As mulheres têm realmente essa dificuldade histórica de chegar. Não faz tanto tempo assim, não tem nem 100 anos que nós temos direito ao voto. Até 1979, a mulher para ter uma conta bancaria ela precisava de autorização do marido e, se não fosse casa, precisava da autorização do pai. Hoje isso mudou. São lutas, mas apontar assim sobre uma carreira é apenas a ponta do iceberg. O problema é na base. Mulher é que para primeiro de estudar porque vai cuidar dos filhos, da família. Isso vai acontecendo em todos os níveis. O que acontece hoje na Magistratura, esse índice de 38% é um número muito otimista. As mulheres estão chegando agora, porque a mentalidade do mundo está mudando, os homens estão mais colaborativos, dividindo mais as tarefas, ajudando a cuidar dos filhos que não fica só por conta da mãe. Mas, isso é agora. As mulheres da minha geração não tiveram isso. A gente tinha que fazer tudo e, estudar, e trabalhar e tentar uma carreira. Hoje é diferente, daqui 30 anos certamente seremos 50% ou mais na magistratura, nas carreiras públicas e também no legislativo.
A senhora no comando do Tribunal Regional Federal – 3, que é o maior do Brasil, encontra alguma resistência ou preconceito por ser mulher?
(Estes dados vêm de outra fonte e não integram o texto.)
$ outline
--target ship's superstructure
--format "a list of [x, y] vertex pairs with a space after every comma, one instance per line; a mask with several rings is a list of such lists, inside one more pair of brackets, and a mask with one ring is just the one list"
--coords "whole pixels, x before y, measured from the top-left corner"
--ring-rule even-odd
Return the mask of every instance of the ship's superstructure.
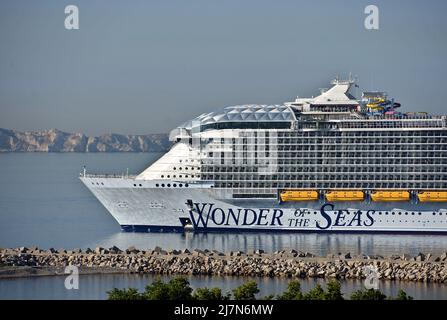
[[447, 118], [353, 84], [202, 114], [138, 176], [81, 179], [125, 230], [447, 232]]

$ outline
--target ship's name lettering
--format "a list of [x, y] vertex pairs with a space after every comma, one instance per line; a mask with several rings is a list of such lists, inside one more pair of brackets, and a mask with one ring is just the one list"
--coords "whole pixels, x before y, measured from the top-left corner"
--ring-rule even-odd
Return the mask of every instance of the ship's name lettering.
[[[272, 226], [281, 227], [312, 227], [326, 230], [330, 227], [370, 227], [374, 224], [374, 210], [349, 211], [334, 210], [334, 205], [327, 203], [320, 209], [320, 217], [309, 218], [306, 209], [294, 211], [293, 218], [287, 218], [283, 224], [283, 209], [250, 209], [250, 208], [227, 208], [216, 207], [214, 203], [193, 203], [189, 215], [194, 228], [207, 228], [214, 226]], [[312, 220], [314, 220], [313, 223]]]
[[206, 228], [211, 220], [214, 225], [242, 226], [282, 226], [284, 215], [281, 209], [222, 209], [214, 203], [194, 203], [195, 210], [190, 210], [191, 221], [195, 228]]
[[351, 217], [351, 212], [348, 210], [337, 210], [335, 213], [335, 217], [331, 217], [331, 215], [326, 211], [330, 208], [331, 211], [334, 210], [334, 205], [331, 203], [326, 203], [321, 207], [320, 214], [325, 220], [324, 222], [316, 221], [316, 227], [318, 229], [328, 229], [329, 227], [371, 227], [374, 224], [374, 218], [372, 215], [374, 214], [374, 210], [368, 210], [362, 212], [360, 210], [352, 212], [353, 215]]

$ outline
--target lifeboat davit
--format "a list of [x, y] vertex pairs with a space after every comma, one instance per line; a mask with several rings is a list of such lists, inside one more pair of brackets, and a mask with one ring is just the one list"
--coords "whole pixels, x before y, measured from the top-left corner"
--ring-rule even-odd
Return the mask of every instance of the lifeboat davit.
[[284, 190], [280, 193], [281, 201], [315, 201], [318, 191], [315, 190]]
[[447, 191], [422, 191], [418, 193], [420, 202], [447, 202]]
[[363, 201], [365, 193], [359, 190], [329, 191], [325, 195], [327, 201]]
[[410, 192], [408, 191], [373, 191], [371, 192], [372, 201], [409, 201]]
Já senti, hoje não, tanto que fui eleita para a presidência. Os homens também votaram em mim. Haverá uma promoção nos próximos dias em que concorrem três mulheres e elas foram escolhidas para concorrer e nem se levantou a questão se eram mulheres ou homens. Ninguém se preocupou com isso. Estamos evoluindo. Depois que a lista de promoção foi formada e tinha três mulheres é que fomos nos ater e perceber que foi a primeira vez que isso acontece no Brasil. Na Justiça Federal, pelo menos aqui na terceira região que é São Paulo e Mato Grosso do Sul, essa discriminação está sendo dissolvida, lentamente, mas está. A maior prova é que sou a sexta mulher a ser eleita presidente e tem três mulheres sendo escolhidas para serem promovidas por merecimento. Não se considerou o fato de serem homens ou mulheres, negros ou brancos.
O problema se resolve quando essa condição não é colocada, não?
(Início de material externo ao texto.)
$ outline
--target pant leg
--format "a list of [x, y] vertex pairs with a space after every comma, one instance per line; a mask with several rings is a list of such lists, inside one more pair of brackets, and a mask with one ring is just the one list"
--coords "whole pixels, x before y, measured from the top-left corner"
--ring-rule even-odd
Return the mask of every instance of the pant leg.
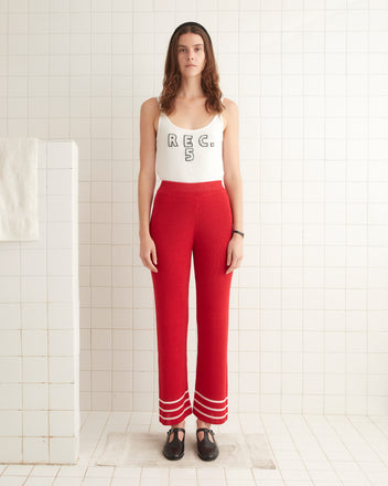
[[192, 413], [186, 358], [192, 208], [192, 199], [160, 188], [150, 220], [158, 256], [158, 273], [151, 274], [158, 331], [159, 421], [164, 425], [179, 423]]
[[226, 274], [233, 214], [225, 188], [198, 201], [194, 234], [198, 334], [193, 411], [213, 424], [228, 416], [227, 342], [233, 272]]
Exatamente. Como essa questão nem foi colocada é que percebemos que andamos 100 anos num dia. Foi algo que só nos demos conta depois.
"A carreira da magistratura já não é mais atraente como antigamente. Na terceira região faltam 109 juízes"
Como chefe do Poder Judiciário Federal no Estado, a senhora percebe que a população ainda tem dificuldade de enxergar no poder judiciário como local onde ela será socorrida em sua demanda?
Acho que nem sempre ela encontra por conta da grande demanda que a gente tem. Aqui na terceira região faltam 109 juízes. A carreira da magistratura já não é mais atraente como antigamente por conta de remuneração e uma série de outras questões. E a gente tem um acervo muito grande de ações. O que vem parar no judiciário demora para ser resolvido, mas não é porque não se trabalha. É só olhar o que ocorre aqui onde estão vários juízes voluntários trabalhando e tentando resolver demandas. Temos um acúmulo muito grande de processos e isso piorou muito na pandemia.
Esse é o maior dilema da Justiça?
É o maior dilema. Enquanto não tivermos um quadro completo de juízes é difícil realizar um trabalho satisfatório. Fazemos vários concursos, mas passam 20, 30, não conseguimos preencher as 109 vagas.